The 2020 presidential election has been anything but predictable. After months and months of primary debates, former Vice President Joe Biden emerged as the Democratic candidate, but not before the coronavirus pandemic dramatically altered almost every aspect of our daily lives.
Primary elections in certain states were rescheduled. The conventions went virtual, and some are being encouraged to vote by mail, all in order to comply with social distancing measures and avoid large crowds.
But even with so much uncertainty, there will be an election come November, and there will be more debates. Below, all the dates you need to know so you can mark your calendars. (And remember, election day is Nov. 3.)
When are the general election presidential debates?
The Commission on Presidential Debates announced that there will be a total of three general election presidential debates this year, all taking place in states President Trump won in 2016. The debates will start at 9 p.m. and run for 90 minutes without any commercial breaks.
- Sept. 29 at the Case Western Reserve University and Cleveland Clinic (Cleveland, Ohio)
- Oct. 15 at the Adrienne Arsht Center (Miami, Florida)
- Oct. 22 at Belmont University (Nashville, Tennessee)
What about the vice presidential debate?
There will also be one vice presidential debate, which will take place a month out from the 2020 presidential election. It will also be in a state Trump won in 2016.
- Oct. 7 at the University of Utah (Salt Lake City, Utah)
What’s the format?
The Commission on Presidential Debates announced the first and third presidential debates will consist of six 15-minute segments and the moderators will announce the topics for each segment at least a week before each debate. The second debate will be in the style of a town hall and South Florida citizens will be able to pose questions. As for the vice presidential debate, it will be divided into nine 10-minute segments.
Each debate will have a single moderator: Fox News’ anchor Chris Wallace will take the first presidential debate; USA Today‘s Washington bureau chief Susan Page will take the vice presidential debate; C-SPAN’s senior executive producer and political editor Steve Scully will take the second presidential debate; and NBC News’ White House correspondent Kristen Welker will take the final presidential debate.
The CPD also announced it will be “following all CDC, state, county and site health and safety protocols” at each debate and that the Cleveland Clinic will serve as the health security advisor to the commission for all four debates.
While the intended formats will stay the same going forward, the CPD issued a statement that the first debate “made clear that additional structure should be added to the format of the remaining debates to ensure a more orderly discussion of the issues.” (A refresher: That first debate went off the rails with Trump constantly interrupting both Biden and the moderator, leading to a chaotic, and often times incoherent, night.) The CPD said it “intends to ensure that additional tools to maintain order are in place for the remaining debates” and “will be carefully considering the changes that it will adopt and will announce those measures shortly.”
How can I watch the debates?
The debates are carried on all major networks, including ABC, CBS, CNN, NBC, Fox, PBS, MSNBC, Telemundo, and Univision.
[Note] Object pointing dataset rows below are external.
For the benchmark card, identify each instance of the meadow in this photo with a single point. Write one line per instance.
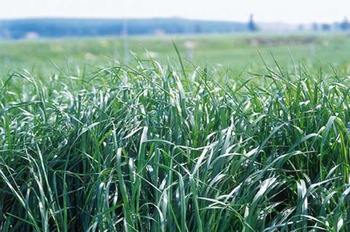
(245, 132)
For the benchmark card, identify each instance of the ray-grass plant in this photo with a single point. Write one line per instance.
(146, 147)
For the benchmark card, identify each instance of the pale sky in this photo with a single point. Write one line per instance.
(292, 11)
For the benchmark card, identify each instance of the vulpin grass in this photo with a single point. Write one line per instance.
(143, 147)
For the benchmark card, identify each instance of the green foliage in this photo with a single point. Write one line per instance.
(145, 147)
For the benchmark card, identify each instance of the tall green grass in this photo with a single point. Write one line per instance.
(147, 147)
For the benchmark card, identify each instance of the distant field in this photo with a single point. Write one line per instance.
(238, 51)
(217, 139)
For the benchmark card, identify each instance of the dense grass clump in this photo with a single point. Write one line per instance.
(151, 148)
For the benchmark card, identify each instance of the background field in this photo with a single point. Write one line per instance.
(249, 132)
(239, 52)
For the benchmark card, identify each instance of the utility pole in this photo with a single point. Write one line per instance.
(125, 38)
(125, 30)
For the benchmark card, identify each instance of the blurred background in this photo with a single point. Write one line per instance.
(38, 33)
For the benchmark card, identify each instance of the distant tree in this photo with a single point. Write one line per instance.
(345, 25)
(251, 24)
(326, 27)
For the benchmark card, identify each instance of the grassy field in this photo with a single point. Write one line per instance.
(228, 141)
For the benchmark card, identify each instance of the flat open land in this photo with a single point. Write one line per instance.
(241, 132)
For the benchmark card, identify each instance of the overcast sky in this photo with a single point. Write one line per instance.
(293, 11)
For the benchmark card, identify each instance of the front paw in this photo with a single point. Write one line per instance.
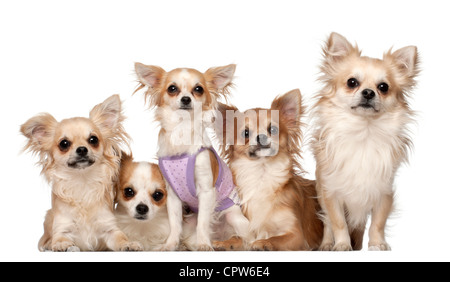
(132, 247)
(327, 247)
(204, 248)
(168, 247)
(64, 246)
(342, 247)
(379, 246)
(262, 245)
(233, 244)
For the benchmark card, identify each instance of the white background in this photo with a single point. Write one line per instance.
(64, 57)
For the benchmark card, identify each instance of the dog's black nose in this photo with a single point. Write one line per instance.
(82, 151)
(262, 140)
(186, 100)
(142, 209)
(369, 94)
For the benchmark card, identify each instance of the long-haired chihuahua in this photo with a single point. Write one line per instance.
(185, 100)
(80, 159)
(263, 149)
(361, 139)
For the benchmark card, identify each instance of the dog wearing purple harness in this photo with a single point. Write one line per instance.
(179, 172)
(184, 100)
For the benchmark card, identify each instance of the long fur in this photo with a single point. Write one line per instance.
(358, 151)
(81, 217)
(215, 83)
(280, 204)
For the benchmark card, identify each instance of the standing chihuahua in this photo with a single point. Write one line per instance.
(361, 139)
(263, 148)
(196, 175)
(80, 159)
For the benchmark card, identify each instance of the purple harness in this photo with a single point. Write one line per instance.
(179, 172)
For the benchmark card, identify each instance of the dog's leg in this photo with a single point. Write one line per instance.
(241, 227)
(62, 229)
(292, 241)
(46, 239)
(206, 192)
(175, 212)
(113, 237)
(328, 238)
(336, 217)
(380, 214)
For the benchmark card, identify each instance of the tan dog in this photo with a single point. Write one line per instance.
(361, 139)
(80, 159)
(263, 148)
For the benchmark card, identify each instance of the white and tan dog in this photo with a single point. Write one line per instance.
(183, 99)
(361, 139)
(80, 159)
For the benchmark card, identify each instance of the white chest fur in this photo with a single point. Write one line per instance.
(359, 156)
(257, 182)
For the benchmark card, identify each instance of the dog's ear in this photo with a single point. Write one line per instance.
(406, 62)
(40, 131)
(152, 77)
(220, 79)
(225, 123)
(290, 109)
(108, 115)
(126, 158)
(337, 46)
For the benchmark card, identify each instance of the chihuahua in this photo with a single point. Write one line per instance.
(80, 159)
(263, 149)
(361, 139)
(184, 100)
(141, 197)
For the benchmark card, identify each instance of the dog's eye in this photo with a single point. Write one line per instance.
(383, 87)
(352, 83)
(128, 192)
(93, 140)
(246, 133)
(199, 90)
(158, 196)
(273, 130)
(172, 90)
(64, 145)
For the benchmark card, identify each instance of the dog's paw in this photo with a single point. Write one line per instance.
(204, 248)
(327, 247)
(377, 247)
(63, 246)
(73, 249)
(168, 247)
(132, 247)
(262, 245)
(342, 247)
(233, 244)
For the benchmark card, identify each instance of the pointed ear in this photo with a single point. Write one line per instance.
(108, 115)
(220, 78)
(290, 107)
(126, 158)
(225, 123)
(338, 47)
(40, 131)
(407, 60)
(150, 76)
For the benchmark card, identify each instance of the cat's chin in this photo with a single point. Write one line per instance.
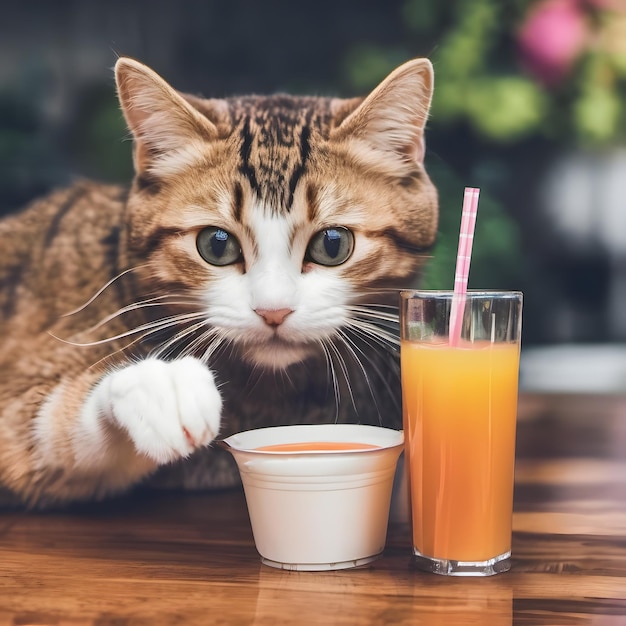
(277, 356)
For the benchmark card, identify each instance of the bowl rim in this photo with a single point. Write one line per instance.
(382, 437)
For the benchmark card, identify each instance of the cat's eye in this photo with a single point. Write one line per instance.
(218, 247)
(331, 246)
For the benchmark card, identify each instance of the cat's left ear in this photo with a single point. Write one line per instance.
(392, 118)
(167, 129)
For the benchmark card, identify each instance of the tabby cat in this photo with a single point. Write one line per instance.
(248, 278)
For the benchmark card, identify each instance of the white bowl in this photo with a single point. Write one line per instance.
(318, 510)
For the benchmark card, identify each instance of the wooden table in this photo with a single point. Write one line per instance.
(190, 559)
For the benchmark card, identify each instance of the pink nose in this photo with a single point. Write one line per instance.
(273, 317)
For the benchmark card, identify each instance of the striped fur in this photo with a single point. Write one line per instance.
(97, 280)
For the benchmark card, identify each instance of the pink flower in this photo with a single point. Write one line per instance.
(551, 38)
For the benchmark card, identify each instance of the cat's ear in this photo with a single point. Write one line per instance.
(392, 118)
(167, 130)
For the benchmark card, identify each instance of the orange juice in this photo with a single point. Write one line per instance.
(460, 407)
(316, 446)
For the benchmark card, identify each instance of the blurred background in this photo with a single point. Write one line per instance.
(530, 106)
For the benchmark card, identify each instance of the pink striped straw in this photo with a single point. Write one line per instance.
(463, 258)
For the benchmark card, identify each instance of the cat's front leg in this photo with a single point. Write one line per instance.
(134, 419)
(167, 408)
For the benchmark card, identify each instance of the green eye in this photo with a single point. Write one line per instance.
(332, 246)
(218, 247)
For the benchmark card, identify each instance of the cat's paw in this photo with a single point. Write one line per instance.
(168, 408)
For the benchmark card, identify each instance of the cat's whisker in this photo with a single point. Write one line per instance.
(135, 306)
(373, 314)
(382, 336)
(102, 289)
(384, 378)
(168, 348)
(147, 329)
(332, 375)
(344, 370)
(352, 349)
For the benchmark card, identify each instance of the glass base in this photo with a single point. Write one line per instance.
(449, 567)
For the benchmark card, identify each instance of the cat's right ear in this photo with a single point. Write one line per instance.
(168, 132)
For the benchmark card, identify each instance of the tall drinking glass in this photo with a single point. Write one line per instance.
(459, 397)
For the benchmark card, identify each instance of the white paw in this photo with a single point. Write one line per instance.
(168, 408)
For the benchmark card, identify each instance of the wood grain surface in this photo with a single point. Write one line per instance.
(183, 559)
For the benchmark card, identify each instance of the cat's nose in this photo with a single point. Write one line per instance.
(273, 317)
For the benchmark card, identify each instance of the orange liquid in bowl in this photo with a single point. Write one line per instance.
(317, 446)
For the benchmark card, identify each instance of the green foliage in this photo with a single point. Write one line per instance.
(480, 79)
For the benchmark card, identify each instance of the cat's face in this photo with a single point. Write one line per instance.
(280, 218)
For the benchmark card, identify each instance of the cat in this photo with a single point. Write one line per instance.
(248, 277)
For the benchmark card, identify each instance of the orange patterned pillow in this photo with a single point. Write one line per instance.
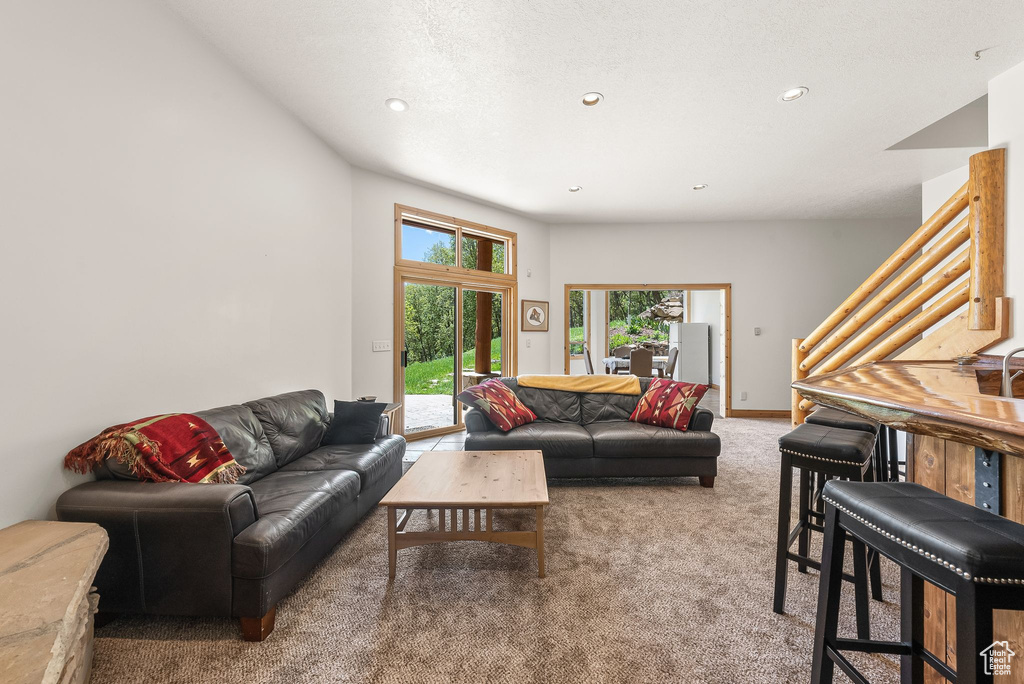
(668, 403)
(499, 402)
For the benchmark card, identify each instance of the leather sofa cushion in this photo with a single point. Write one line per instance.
(626, 439)
(566, 440)
(371, 462)
(604, 408)
(292, 506)
(551, 405)
(294, 423)
(244, 436)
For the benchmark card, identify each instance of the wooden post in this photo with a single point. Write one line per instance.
(484, 260)
(798, 358)
(986, 213)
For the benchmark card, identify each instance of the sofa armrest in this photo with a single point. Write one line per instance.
(170, 543)
(477, 421)
(701, 420)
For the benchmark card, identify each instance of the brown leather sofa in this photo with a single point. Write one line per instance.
(590, 435)
(236, 550)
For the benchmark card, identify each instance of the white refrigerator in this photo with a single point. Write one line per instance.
(693, 340)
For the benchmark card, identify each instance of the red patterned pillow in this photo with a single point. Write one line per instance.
(499, 402)
(668, 403)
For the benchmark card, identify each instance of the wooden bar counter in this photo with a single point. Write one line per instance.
(947, 411)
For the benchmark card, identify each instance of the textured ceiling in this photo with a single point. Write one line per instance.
(690, 93)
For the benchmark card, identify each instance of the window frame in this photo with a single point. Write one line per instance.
(587, 325)
(428, 219)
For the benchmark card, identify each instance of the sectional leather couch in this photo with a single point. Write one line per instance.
(236, 549)
(590, 435)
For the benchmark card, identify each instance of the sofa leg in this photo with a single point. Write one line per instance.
(258, 629)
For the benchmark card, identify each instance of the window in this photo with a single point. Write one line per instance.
(579, 322)
(626, 326)
(427, 244)
(433, 242)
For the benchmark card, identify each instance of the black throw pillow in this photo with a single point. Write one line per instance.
(354, 423)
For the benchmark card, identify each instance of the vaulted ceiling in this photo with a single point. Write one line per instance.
(690, 96)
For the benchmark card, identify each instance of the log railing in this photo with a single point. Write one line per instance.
(930, 289)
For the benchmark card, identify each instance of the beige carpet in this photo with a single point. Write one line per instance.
(648, 581)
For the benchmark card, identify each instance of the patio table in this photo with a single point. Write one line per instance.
(612, 364)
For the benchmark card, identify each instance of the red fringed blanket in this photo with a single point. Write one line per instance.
(175, 447)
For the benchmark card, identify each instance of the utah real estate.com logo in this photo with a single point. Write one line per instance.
(997, 657)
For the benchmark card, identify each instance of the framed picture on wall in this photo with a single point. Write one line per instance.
(535, 316)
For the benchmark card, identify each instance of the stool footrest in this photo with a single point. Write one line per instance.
(870, 646)
(845, 665)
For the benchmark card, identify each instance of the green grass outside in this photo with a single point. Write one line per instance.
(435, 377)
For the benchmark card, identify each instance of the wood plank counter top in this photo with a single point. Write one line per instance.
(937, 398)
(948, 410)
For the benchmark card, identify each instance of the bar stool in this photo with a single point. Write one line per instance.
(975, 555)
(886, 459)
(821, 451)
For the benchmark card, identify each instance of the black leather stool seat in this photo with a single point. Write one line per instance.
(974, 543)
(828, 444)
(841, 419)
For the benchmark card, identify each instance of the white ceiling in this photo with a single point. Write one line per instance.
(690, 89)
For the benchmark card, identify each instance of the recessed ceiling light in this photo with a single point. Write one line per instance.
(794, 93)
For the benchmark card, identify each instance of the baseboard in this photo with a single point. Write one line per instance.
(756, 413)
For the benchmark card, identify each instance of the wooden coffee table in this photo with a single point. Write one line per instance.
(465, 487)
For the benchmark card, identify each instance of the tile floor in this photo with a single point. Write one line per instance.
(449, 442)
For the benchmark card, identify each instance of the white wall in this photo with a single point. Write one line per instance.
(172, 240)
(1006, 129)
(786, 276)
(374, 198)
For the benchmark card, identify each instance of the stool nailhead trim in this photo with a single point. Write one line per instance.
(930, 556)
(820, 458)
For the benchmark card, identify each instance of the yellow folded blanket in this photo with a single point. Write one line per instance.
(601, 384)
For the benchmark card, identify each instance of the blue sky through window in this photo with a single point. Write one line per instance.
(416, 242)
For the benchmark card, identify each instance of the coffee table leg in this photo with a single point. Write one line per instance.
(392, 525)
(540, 541)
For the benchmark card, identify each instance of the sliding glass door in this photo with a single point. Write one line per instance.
(451, 335)
(429, 356)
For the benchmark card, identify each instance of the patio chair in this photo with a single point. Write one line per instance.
(587, 360)
(642, 362)
(670, 366)
(622, 351)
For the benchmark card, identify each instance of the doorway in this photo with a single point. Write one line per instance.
(693, 317)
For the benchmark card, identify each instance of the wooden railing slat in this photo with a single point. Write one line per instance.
(939, 220)
(932, 257)
(939, 309)
(986, 190)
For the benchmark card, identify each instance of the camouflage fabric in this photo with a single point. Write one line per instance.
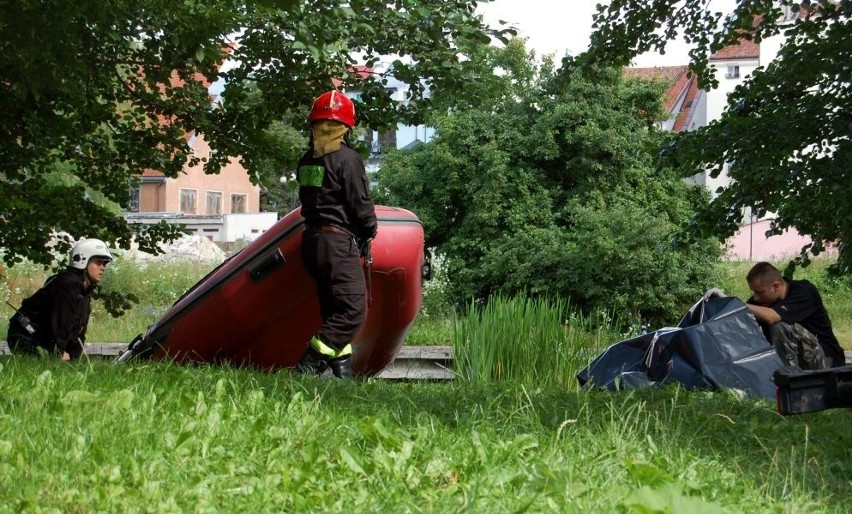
(797, 346)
The Washington Post and the New York Times will also be streaming the debates, and CBS News, C-SPAN, PBS NewsHour, NBC News, Fox News, and ABC News set up streams on YouTube.
According to the Times, Google will also be providing a livestream. All you have to do is search “watch presidential debate” and the debate will appear on the results page.
Now that Trump has tested positive for COVID-19, will there even be more debates?
We’ll see. According to CDC guidelines, Trump should quarantine for the next 14 days, so there’s a chance the second debate could be cancelled. (The nation is also waiting to get the results of Biden’s latest COVID-19 test.)Vanity Fair‘s Gabriel Sherman reported: “Sources I spoke with are doubtful the next two debates will happen.” The CPD has yet to make a statement and there has been no official announcement about the future of the debates.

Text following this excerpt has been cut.